I experienced the last month here in fast forward. Two of my closest friends, Sarah and Anique, visited for a week and we had a fabulous and crazy adventure...we traversed volcanoes (well, almost), laughed at all the silly and ridiculous things that happen while traveling in Nicaragua, slept in cots made from plastic sacks, spent time with our friends in San Ramon, acted as tourists for my English class to test their speaking and practiced our hip-hop moves. They were with me when I received news of my acceptance into the Women's and Gender Studies Ph.D. program at Rutgers. Since we were together in the Master's program at Rutgers, they were exactly who I needed to be with to think through some major decisions. Sarah and Anique also helped to initiate a project that Damaris and I have been talking about for the last few months.

Isn't it always the case the you really feel at home somewhere just when you are about to leave? Within the last two weeks, Damaris and I began developing the much discussed project focusing on gender inequality, reproductive health and the youth in San Ramon. We have been working non-stop on designing the program and writing a proposal. I also signed on to help find funding for a larger program that would increase people's access to conventional health care and natural medicine in San Ramon and the surrounding rural communities. Writing grant proposals is challenging. Writing proposal in Spanish and translating them into English, even harder! But, I have been happy working and being involved in a creative process. The days have been full (I also started running again, which meant setting the alarm for 5:00am every day).

There have been moments over the last 8 months (many, in fact, mostly when I was sick) when I felt like I would never be leaving Nicaragua; that we would be here forever. But, this last week I felt my departure looming in the someone throwing a snowball at you and watching it beam at your face in slow motion. Today, it hit me. I started my last day with an early morning run, watching the sun rise over the mountains. On the dirt road, the chickens, pigs, and dogs were just beginning their daily routine of finding food. Moms were sweeping their porches. Just another day. I finished up last minute packing and last minute meetings about the proposals and projects. Over the weekend, I had two surprise "despedidas" or farewell parties, so saying goodbye has been a long process. But this morning was hard. So many people have welcomed us into their homes and lives, shared their dreams and suffering. We have gotten to know a diverse group of people, from the crazy young guys in my English class, the staff at the Casa de Ninos, our neighbors, to the entire Izaguirre family. The richness of my experience has come from knowing all these people. When I left this morning, I felt like I was walking out of a warm embrace.

Sunday, April 08, 2007


Water looks different running out of the faucet when you know that it has an end. In fact, the whole idea of a faucet begins to seem ridiculous. You cannot see how much water you have used or how much is left; it almost implies the existence of an endless source.
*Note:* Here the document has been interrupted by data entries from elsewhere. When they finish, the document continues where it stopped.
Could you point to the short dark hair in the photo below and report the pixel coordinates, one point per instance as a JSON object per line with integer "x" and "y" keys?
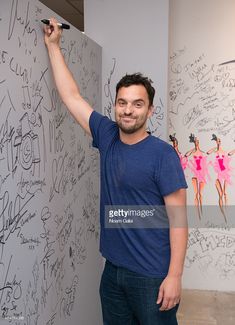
{"x": 137, "y": 79}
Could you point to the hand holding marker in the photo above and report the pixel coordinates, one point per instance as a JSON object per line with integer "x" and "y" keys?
{"x": 61, "y": 25}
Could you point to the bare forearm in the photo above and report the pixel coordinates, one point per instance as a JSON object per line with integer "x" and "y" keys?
{"x": 178, "y": 242}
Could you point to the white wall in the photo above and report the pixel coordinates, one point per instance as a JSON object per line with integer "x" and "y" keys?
{"x": 202, "y": 101}
{"x": 135, "y": 34}
{"x": 134, "y": 38}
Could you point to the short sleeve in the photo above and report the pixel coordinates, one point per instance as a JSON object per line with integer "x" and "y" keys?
{"x": 170, "y": 174}
{"x": 102, "y": 129}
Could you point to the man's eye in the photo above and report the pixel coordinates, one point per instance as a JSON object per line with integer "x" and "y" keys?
{"x": 138, "y": 104}
{"x": 121, "y": 104}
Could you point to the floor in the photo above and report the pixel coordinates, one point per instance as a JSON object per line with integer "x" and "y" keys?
{"x": 206, "y": 308}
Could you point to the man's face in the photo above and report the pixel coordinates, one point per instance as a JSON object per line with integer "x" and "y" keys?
{"x": 132, "y": 108}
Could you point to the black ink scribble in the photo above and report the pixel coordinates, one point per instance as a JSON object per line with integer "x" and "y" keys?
{"x": 227, "y": 62}
{"x": 108, "y": 92}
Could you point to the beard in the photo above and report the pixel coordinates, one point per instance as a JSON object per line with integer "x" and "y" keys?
{"x": 130, "y": 129}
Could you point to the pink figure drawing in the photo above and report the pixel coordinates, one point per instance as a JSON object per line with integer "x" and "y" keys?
{"x": 223, "y": 171}
{"x": 175, "y": 144}
{"x": 199, "y": 168}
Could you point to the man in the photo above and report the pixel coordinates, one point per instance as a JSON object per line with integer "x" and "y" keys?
{"x": 141, "y": 282}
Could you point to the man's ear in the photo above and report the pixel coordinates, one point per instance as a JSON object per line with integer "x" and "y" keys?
{"x": 151, "y": 110}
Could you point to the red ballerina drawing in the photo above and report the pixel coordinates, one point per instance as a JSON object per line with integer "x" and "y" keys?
{"x": 198, "y": 166}
{"x": 175, "y": 144}
{"x": 223, "y": 171}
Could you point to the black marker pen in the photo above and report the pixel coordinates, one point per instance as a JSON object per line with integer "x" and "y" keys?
{"x": 61, "y": 25}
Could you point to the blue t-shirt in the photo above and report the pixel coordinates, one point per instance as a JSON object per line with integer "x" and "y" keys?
{"x": 138, "y": 174}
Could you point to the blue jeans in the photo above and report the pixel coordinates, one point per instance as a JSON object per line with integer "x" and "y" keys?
{"x": 128, "y": 298}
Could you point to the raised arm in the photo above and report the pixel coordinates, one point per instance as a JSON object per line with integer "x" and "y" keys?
{"x": 65, "y": 83}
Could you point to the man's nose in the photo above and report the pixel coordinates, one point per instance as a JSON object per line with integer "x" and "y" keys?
{"x": 128, "y": 109}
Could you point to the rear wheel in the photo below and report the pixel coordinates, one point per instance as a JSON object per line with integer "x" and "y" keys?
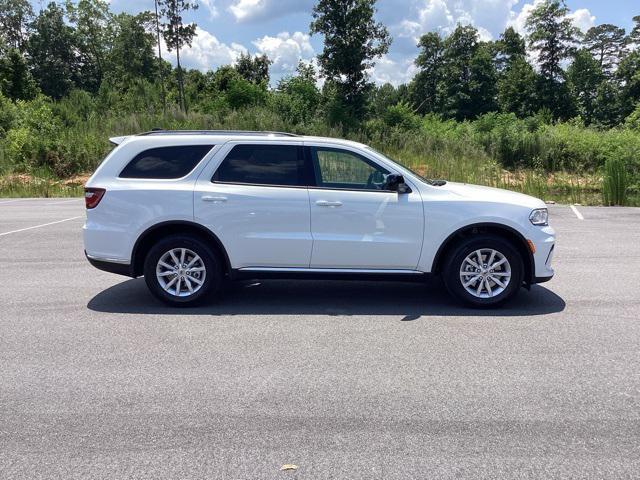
{"x": 484, "y": 271}
{"x": 182, "y": 271}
Water has been one of the greatest challenges of living in San Ramon. Endless, clean, temperature controlled water does not exist. Having access to water is not a given, and clean, drinkable or hot water is a luxury. In the rainy season, the city water is turned off during heavy rains to prevent contamination (in November we lost water for 4 days). In the summer, the water is randomly turned off during the day to conserve. We luckily have a huge cistern that automatically fills up when the water is turned back on, leaving us a reserve during the day. The issue of access to water is most difficult for those with less resources.

Cleanliness is another concern. The tap water is not potable. All the things I was used to doing mindlessly at home in the U.S. (flipping on the tap to brush my teeth, washing vegetables, grabbing a glass of water) suddenly become more complicated (my sensitive stomach requires me to be even more cautious). Water that is consumed has to be purified water (we buy big jugs every week) or it has to be boiled. For me, dishes have to be completely dry before being used. Washing fruit and vegetable is tricky (a lot of people use bleach).
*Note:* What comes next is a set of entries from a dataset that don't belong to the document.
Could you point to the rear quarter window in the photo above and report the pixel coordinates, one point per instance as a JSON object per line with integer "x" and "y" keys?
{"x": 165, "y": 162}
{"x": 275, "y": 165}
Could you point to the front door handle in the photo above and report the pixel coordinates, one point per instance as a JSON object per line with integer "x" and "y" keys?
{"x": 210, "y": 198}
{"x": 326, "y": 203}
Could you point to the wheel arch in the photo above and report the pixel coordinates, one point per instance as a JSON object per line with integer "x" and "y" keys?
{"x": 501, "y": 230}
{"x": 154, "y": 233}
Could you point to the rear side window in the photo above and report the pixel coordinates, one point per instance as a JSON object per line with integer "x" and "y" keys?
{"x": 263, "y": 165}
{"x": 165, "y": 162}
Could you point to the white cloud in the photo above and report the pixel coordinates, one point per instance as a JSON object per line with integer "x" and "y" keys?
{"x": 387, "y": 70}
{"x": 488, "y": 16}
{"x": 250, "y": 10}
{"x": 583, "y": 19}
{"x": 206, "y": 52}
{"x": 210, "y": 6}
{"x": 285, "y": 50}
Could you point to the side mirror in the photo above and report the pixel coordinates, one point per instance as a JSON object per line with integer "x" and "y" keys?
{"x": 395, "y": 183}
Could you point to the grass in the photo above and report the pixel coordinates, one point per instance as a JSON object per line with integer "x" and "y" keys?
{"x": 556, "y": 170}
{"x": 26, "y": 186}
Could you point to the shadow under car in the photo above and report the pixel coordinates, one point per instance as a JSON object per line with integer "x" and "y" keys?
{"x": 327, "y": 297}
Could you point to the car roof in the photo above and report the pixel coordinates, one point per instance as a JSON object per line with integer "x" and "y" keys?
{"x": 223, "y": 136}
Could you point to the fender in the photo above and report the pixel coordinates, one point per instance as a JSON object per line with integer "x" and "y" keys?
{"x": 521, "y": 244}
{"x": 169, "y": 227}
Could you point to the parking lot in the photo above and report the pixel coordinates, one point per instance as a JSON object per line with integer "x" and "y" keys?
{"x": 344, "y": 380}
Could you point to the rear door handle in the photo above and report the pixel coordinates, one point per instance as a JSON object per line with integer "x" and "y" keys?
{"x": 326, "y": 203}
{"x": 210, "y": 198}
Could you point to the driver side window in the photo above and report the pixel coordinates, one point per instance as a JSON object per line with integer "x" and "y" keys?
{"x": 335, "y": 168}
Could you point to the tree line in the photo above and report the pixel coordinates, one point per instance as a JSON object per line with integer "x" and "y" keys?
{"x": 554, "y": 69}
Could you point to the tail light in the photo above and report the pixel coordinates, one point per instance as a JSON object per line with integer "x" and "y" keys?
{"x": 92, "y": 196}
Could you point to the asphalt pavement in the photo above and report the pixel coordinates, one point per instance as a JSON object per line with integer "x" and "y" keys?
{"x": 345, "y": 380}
Needless to say, people are very conscious of their water consumption here. I have been catching myself more and more in the midst of wasteful North American habits. The other day I was talking to a friend as I washed the dishes. I let the water run in between soaping up. I realized my mistake when I saw her anxiously looking at the running water while trying to carry on the conversation. I feel guilty for taking water for granted and even more guilty when I feel excited about going home so I dont constantly have to worry about it.
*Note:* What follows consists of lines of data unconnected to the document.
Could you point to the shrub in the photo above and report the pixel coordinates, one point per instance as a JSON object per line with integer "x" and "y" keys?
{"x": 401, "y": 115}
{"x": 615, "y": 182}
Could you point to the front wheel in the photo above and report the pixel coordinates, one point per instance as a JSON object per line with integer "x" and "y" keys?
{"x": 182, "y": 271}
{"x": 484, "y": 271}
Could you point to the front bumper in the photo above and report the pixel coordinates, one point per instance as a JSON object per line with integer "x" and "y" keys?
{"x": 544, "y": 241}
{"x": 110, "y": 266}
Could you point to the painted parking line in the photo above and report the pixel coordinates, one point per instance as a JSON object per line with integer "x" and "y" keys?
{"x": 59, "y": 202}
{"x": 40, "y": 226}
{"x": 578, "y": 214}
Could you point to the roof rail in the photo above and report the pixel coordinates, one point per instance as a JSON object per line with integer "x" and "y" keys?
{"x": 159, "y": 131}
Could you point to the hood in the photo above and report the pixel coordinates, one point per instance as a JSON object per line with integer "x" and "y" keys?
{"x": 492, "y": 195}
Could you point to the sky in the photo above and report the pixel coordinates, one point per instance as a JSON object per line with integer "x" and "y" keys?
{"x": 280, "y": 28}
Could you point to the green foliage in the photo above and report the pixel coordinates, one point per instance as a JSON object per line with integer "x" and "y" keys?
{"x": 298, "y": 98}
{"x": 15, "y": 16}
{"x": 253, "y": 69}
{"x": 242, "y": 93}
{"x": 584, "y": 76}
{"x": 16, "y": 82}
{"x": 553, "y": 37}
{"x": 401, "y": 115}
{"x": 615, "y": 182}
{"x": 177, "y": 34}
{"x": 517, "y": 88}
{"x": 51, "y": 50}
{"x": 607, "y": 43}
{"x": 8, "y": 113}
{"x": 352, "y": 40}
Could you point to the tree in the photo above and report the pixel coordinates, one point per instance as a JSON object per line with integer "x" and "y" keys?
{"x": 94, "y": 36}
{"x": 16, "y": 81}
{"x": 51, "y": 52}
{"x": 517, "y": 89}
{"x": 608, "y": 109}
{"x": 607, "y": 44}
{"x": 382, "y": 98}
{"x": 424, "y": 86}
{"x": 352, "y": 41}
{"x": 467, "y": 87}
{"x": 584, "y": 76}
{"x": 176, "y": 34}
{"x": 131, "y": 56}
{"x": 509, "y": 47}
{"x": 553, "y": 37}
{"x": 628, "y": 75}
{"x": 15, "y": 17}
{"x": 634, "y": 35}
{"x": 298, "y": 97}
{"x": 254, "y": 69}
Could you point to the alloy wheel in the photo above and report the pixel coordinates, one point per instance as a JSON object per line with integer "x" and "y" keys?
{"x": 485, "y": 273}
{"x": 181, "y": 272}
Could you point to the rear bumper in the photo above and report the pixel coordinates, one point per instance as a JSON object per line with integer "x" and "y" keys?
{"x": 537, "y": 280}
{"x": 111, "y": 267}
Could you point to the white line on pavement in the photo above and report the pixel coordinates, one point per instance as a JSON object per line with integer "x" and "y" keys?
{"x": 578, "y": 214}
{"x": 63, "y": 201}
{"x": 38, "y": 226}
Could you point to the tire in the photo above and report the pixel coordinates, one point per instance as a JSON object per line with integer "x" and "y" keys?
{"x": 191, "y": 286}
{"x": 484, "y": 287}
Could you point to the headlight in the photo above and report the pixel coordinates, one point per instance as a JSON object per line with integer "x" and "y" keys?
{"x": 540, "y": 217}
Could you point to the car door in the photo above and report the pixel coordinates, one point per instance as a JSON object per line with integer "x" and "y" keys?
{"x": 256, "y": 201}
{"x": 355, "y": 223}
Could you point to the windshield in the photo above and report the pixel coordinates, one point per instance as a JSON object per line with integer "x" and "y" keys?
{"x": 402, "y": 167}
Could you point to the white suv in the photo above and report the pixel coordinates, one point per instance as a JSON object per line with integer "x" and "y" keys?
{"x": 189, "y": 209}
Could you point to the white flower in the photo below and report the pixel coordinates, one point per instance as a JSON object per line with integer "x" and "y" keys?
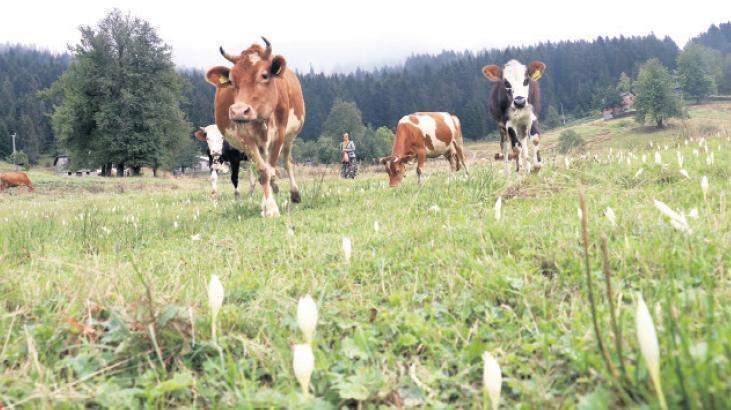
{"x": 303, "y": 363}
{"x": 492, "y": 379}
{"x": 649, "y": 346}
{"x": 498, "y": 208}
{"x": 677, "y": 220}
{"x": 704, "y": 186}
{"x": 215, "y": 301}
{"x": 611, "y": 216}
{"x": 307, "y": 317}
{"x": 347, "y": 249}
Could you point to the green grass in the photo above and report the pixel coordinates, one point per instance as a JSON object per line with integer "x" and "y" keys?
{"x": 92, "y": 268}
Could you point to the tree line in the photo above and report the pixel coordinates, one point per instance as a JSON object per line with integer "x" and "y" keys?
{"x": 118, "y": 98}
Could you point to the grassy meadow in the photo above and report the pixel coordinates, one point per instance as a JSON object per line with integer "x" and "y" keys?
{"x": 103, "y": 284}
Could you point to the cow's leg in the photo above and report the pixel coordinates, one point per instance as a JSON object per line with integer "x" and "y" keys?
{"x": 504, "y": 147}
{"x": 294, "y": 191}
{"x": 269, "y": 206}
{"x": 515, "y": 147}
{"x": 275, "y": 148}
{"x": 252, "y": 181}
{"x": 214, "y": 182}
{"x": 421, "y": 159}
{"x": 535, "y": 133}
{"x": 235, "y": 163}
{"x": 452, "y": 165}
{"x": 459, "y": 152}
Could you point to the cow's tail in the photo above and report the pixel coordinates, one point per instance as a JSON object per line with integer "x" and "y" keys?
{"x": 458, "y": 142}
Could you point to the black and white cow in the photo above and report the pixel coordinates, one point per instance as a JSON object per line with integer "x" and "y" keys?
{"x": 220, "y": 151}
{"x": 515, "y": 103}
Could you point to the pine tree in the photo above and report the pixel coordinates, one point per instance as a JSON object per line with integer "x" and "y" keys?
{"x": 696, "y": 66}
{"x": 120, "y": 98}
{"x": 656, "y": 99}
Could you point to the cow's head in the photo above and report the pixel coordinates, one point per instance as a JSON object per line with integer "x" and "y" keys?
{"x": 252, "y": 79}
{"x": 516, "y": 79}
{"x": 211, "y": 136}
{"x": 396, "y": 168}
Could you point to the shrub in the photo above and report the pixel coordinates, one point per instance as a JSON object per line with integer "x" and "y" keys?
{"x": 570, "y": 140}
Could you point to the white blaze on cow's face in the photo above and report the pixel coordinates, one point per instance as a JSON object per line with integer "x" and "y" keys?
{"x": 211, "y": 136}
{"x": 517, "y": 82}
{"x": 516, "y": 79}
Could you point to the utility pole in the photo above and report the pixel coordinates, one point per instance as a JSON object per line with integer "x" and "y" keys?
{"x": 15, "y": 160}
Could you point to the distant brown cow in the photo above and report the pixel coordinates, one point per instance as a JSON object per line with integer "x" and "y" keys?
{"x": 12, "y": 179}
{"x": 421, "y": 135}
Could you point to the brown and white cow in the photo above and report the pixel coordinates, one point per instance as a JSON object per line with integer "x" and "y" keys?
{"x": 515, "y": 103}
{"x": 13, "y": 179}
{"x": 259, "y": 109}
{"x": 421, "y": 135}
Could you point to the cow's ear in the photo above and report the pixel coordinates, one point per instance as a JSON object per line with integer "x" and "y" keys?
{"x": 218, "y": 76}
{"x": 200, "y": 135}
{"x": 278, "y": 66}
{"x": 536, "y": 70}
{"x": 492, "y": 72}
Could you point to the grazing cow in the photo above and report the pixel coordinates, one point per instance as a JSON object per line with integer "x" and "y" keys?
{"x": 259, "y": 109}
{"x": 421, "y": 135}
{"x": 515, "y": 102}
{"x": 220, "y": 151}
{"x": 13, "y": 179}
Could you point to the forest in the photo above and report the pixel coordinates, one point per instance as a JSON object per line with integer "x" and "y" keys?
{"x": 581, "y": 78}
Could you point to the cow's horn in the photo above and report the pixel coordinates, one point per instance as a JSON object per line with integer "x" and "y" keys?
{"x": 268, "y": 51}
{"x": 227, "y": 56}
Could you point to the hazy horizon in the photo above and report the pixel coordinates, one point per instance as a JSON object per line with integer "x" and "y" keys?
{"x": 329, "y": 38}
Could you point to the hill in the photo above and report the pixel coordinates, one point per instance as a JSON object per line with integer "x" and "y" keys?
{"x": 103, "y": 283}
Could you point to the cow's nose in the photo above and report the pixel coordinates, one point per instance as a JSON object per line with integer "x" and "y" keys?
{"x": 238, "y": 112}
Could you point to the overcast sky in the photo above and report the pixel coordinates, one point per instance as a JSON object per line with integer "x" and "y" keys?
{"x": 339, "y": 36}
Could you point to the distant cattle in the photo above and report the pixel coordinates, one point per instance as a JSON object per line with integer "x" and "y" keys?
{"x": 220, "y": 151}
{"x": 421, "y": 135}
{"x": 259, "y": 109}
{"x": 515, "y": 102}
{"x": 13, "y": 179}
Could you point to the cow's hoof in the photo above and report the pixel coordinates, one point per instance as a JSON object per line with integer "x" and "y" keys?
{"x": 295, "y": 197}
{"x": 269, "y": 208}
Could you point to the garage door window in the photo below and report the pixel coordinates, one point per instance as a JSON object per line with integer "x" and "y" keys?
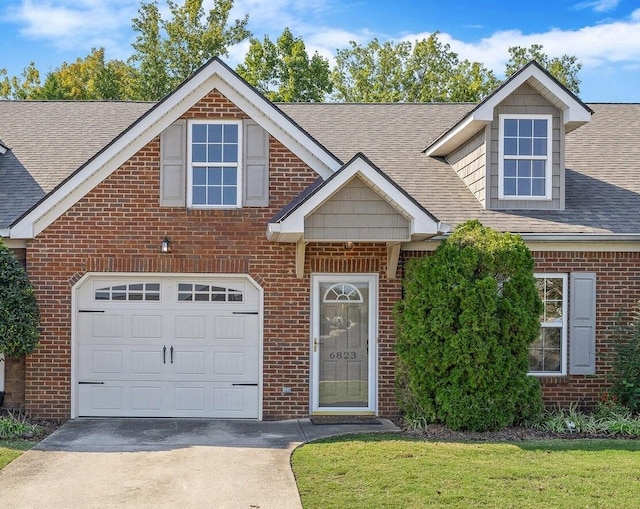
{"x": 202, "y": 292}
{"x": 130, "y": 292}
Brad and I recently watched a documentary about global warming. One of the issues it addressed, simply put, was how access to clean water will become increasingly hard (for everyone) as global temperatures rise (for example, by causing water reserves in snow to melt). Another effect will be the rise in tropical diseases because winters are getting warmer and warmer. These kinds of documentaries have always alarmed me, but living here (in the context of these problems...tropical diseases, access to water) has put a fresh face on these environmental concerns and pushed me to think about how comfort makes us complacent.